Cloning relies on a process known as somatic cell nuclear transfer, in which the nucleus of a donor cell is transferred into a fertilized egg that has been emptied of its chromosomes. That egg now contains an exact duplicate of the donor's genome, and if all goes well when it is implanted into a surrogate mother, a clone will result. Xiangzhong Yang of the University of Connecticut and Tao Cheng of the University of Pittsburgh as well as a host of colleagues examined the cloning potential of three different types of cells: hematopoietic stem cells, progenitor cells and granulocytes. Each represents a different stage in the differentiation process of blood cells; stem cells can become any kind of blood cell, progenitor cells are already on a particular track and granulocytes are a specific type of white blood cell (further specified as neutrophils).

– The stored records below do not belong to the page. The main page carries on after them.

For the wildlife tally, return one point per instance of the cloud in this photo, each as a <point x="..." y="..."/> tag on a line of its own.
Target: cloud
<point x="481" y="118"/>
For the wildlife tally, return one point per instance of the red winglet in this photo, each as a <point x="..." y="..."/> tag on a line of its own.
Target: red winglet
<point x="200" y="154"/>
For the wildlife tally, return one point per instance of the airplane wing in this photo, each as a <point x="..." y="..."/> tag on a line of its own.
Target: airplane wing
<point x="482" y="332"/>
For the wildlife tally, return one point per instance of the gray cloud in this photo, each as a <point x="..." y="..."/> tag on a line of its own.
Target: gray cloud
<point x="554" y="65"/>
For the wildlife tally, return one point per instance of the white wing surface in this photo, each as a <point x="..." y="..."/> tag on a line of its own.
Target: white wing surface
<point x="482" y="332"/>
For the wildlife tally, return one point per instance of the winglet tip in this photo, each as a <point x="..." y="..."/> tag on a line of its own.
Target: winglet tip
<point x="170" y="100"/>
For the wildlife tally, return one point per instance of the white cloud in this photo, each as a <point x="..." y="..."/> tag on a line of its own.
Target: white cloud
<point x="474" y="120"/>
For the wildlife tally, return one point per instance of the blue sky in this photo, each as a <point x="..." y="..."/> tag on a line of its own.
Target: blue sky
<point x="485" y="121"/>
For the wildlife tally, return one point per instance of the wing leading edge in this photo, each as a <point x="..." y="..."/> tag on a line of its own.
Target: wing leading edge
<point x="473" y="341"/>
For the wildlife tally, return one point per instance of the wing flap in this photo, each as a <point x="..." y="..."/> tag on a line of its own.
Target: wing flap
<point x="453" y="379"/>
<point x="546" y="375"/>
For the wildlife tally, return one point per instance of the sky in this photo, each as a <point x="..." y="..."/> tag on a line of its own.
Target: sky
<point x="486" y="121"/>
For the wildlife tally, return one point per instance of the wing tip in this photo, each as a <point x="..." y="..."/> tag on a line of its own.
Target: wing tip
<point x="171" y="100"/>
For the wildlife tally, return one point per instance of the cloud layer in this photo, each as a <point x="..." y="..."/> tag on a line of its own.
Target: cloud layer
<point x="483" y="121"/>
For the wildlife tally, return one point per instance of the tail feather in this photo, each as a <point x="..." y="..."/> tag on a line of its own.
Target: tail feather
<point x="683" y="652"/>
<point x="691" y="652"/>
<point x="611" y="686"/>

The researchers expected that nuclei transferred from stem cells would be the best in creating clones. "We thought that adult stem cells would give a much higher efficiency while terminally differentiated cells would give the lowest or zero," Yang explains. "To our surprise, when we compared cells from the same animal, instead of decreasing from stem cells with differentiated cells, we see a tremendous increase." In fact, only 4 percent of stem cell transfers produced nascent embryos compared with 8 percent of progenitor cells and 35 percent of granulocytes. Out of 1,368 granulocyte transfers at least 34 percent reached the blastocyst stage, and two actually resulted in living pups (who did not survive for long), according to the paper presenting the result published online in Nature Genetics on October 1.
This is an important confirmation on several levels: most critically, adult stem cells are notoriously difficult to collect and store, whereas differentiated cells are plentiful and stable. "You can get [differentiated cells] anywhere in your body," Yang notes. "Most adult stem cells cannot be cultured in vitro without differentiation." Plus, hopes for therapeutic cloning rest on the ability to produce embryonic stem cells from cells harvested from diseased patients.
Stem cells harvested from embryos rather than adults remain the most powerful for cloning and other purposes; Yang's team showed that cloning from such cells succeeded in 49 percent of attempts and led to 18 mouse pups. Of course, such embryonic stem cells are not available in adult patients, so being able to create them from regular cells is an important step. But mystery still surrounds the best way to clone. "We think that adult stem cells are more quiescent; we think that it's like a locked, closed door," Yang explains. "We think that differentiation is a way that opens some doors and makes it easier for nuclear transfer programming to go back into embryonic stem cells."
"We have some very encouraging data from an ongoing study that you can modify the status of cells and increase the efficiency of cloning," he adds. "If we modify the epigenetic status," that is, turning certain genes on or off, "it could be that you could increase the efficiency. This opens the door for a lot of different studies." The odds are that Dolly's genome came from a differentiated cell, but the quest for the best way to create cloned animals continues.